HIT-ImmunologyLab/CRISPRimmunity

Repository files navigation

CRISPRimmunity: the tool for CRISPR-associated Important Molecular events and Modulators Used in geNome edIting Tool identifYing

Table of Contents

Background

The CRISPR-Cas system is a highly adaptive and RNA-guided immune system found in bacteria and archaea that has applications as a genome editing tool and is a valuable system for studying co-evolutionary dynamics of bacteriophage interactions. This repository presents CRISPRimmunity, a new tool designed for Acr prediction, identification of novel class 2 CRISPR-Cas loci, and dissection of CRISPR-associated important molecular events. CRISPRimmunity is built on a series of CRISPR-oriented databases that offer a comprehensive co-evolutionary perspective of the CRISPR-Cas and anti-CRISPR protein systems.
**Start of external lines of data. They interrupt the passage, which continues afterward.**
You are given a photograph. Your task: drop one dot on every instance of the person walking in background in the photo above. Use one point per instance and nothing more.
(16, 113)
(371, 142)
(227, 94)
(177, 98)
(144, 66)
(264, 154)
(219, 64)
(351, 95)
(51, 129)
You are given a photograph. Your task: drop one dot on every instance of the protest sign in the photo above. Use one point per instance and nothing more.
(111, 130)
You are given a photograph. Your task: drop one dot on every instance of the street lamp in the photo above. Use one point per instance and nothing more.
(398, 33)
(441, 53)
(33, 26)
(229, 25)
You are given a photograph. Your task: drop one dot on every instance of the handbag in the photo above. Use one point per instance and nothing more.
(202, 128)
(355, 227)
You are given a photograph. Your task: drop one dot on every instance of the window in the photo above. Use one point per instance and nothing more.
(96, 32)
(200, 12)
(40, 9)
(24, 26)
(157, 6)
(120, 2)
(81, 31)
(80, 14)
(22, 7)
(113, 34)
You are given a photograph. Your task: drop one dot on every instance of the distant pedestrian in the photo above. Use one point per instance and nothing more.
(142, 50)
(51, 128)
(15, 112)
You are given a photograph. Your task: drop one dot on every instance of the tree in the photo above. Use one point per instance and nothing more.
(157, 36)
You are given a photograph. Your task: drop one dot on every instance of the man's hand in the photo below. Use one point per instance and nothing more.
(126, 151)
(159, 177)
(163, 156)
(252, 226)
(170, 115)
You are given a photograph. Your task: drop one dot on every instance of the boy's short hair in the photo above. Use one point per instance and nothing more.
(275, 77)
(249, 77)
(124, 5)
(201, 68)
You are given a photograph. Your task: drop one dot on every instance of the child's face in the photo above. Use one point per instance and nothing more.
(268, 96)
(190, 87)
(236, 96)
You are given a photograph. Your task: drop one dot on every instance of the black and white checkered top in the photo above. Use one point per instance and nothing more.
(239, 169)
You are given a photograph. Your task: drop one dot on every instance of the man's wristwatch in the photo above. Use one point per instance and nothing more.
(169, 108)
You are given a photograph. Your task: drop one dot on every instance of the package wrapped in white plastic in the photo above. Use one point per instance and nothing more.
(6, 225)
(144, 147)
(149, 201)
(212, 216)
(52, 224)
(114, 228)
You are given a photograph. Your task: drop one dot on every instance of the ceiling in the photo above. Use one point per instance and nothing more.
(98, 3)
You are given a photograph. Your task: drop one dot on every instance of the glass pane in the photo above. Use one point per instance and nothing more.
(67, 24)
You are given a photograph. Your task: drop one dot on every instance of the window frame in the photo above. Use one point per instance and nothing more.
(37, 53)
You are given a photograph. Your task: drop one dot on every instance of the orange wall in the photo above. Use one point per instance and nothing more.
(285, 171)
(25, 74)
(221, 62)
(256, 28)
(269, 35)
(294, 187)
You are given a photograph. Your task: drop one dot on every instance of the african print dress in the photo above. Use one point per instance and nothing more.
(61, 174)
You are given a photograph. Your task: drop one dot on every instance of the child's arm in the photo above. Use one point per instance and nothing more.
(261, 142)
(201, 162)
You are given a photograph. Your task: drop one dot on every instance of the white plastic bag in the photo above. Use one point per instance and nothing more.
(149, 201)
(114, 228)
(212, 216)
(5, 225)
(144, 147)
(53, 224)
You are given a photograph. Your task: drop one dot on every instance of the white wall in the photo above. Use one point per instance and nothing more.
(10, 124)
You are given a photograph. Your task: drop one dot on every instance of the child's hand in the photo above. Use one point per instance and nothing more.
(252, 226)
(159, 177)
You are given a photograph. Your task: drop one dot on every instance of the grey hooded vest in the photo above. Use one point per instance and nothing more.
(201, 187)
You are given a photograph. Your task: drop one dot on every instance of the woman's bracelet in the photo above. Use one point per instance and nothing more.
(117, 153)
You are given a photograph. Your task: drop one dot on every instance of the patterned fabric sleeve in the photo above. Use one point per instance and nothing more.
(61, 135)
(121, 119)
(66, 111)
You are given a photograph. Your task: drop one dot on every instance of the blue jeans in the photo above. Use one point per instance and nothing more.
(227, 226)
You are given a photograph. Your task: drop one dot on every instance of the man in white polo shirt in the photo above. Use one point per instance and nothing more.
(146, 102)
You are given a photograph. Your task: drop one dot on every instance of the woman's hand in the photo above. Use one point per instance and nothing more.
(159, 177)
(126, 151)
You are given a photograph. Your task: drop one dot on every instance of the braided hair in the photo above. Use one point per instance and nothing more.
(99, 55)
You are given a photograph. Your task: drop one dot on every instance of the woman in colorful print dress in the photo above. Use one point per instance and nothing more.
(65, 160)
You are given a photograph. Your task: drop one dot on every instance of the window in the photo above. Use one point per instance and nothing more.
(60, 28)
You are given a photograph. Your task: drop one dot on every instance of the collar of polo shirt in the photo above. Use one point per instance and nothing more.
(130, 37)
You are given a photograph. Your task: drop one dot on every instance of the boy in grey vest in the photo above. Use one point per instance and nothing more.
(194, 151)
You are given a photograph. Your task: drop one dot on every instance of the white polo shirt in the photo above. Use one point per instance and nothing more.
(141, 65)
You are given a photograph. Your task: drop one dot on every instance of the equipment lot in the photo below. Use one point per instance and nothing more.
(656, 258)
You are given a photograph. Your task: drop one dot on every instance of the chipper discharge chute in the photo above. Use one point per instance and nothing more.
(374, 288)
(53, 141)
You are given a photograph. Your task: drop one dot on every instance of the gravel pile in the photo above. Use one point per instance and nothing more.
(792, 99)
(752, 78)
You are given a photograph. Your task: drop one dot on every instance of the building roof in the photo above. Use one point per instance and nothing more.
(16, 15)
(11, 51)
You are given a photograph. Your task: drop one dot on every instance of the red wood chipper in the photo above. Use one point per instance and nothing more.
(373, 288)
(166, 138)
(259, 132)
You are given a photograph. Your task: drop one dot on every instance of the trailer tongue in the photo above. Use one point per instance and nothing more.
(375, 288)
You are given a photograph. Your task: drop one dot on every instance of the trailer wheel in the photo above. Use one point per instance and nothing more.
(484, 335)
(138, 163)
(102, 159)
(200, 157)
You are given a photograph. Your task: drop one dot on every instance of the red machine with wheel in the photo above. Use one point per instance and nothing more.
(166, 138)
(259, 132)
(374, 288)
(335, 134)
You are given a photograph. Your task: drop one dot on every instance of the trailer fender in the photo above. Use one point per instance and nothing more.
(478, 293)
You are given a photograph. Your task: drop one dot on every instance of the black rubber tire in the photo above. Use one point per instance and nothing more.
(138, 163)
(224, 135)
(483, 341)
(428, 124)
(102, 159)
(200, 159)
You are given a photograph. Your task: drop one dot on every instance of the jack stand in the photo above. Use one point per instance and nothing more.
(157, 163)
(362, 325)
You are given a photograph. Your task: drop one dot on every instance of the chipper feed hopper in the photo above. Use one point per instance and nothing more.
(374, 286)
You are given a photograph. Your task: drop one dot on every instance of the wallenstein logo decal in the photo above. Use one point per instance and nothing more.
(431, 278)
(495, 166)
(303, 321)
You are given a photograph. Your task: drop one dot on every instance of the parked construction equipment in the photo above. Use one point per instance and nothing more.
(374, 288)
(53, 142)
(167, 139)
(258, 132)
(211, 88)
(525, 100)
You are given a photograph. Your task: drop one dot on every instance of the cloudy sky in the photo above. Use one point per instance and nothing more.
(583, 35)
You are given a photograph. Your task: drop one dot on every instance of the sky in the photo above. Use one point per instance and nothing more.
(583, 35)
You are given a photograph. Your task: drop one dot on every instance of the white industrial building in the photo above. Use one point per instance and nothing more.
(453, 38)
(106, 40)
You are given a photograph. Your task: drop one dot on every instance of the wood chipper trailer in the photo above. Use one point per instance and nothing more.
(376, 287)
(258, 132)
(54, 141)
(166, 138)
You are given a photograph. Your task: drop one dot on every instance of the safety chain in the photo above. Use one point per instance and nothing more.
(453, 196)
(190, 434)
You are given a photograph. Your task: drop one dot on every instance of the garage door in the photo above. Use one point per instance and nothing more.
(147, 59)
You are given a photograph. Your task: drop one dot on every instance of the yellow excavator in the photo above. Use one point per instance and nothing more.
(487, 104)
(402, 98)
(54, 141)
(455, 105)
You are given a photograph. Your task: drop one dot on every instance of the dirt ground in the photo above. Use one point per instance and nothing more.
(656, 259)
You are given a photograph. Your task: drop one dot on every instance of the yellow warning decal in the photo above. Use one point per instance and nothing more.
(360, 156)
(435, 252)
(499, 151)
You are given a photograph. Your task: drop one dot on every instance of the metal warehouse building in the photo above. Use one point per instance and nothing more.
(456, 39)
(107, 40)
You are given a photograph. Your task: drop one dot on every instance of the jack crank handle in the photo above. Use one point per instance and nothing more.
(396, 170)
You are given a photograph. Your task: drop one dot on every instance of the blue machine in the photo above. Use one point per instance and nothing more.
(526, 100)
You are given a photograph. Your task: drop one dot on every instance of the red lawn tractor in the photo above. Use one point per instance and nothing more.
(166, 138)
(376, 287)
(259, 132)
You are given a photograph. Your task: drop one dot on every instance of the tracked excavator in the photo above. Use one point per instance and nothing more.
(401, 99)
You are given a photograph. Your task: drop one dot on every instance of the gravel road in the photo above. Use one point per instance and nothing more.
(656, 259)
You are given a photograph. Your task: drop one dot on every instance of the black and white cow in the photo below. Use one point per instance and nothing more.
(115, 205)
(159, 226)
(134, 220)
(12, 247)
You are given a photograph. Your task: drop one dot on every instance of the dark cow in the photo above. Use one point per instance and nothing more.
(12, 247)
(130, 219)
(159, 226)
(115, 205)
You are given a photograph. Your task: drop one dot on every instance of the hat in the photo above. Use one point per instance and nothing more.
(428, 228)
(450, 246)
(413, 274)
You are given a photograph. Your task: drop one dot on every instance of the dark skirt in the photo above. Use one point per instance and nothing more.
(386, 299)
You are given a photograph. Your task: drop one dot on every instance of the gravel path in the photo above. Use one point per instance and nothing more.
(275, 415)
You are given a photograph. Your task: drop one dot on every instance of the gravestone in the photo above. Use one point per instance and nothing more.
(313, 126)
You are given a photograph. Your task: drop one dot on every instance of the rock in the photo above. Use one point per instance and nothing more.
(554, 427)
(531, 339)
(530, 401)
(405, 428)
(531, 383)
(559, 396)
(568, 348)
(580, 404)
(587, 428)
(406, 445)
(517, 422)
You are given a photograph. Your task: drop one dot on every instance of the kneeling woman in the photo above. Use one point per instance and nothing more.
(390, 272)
CRISPRimmunity also provide a web server, offering a well-designed graphical interface, a detailed tutorial, and multi-faceted information, making it easy to use and facilitating future experimental design and further data mining. The web server is accessible without registration at http://www.microbiome-bigdata.com/CRISPRimmunity/index/home.

Requirements

The source code is written by python3. In addition, several tools have been applied in CRISPRimmunity.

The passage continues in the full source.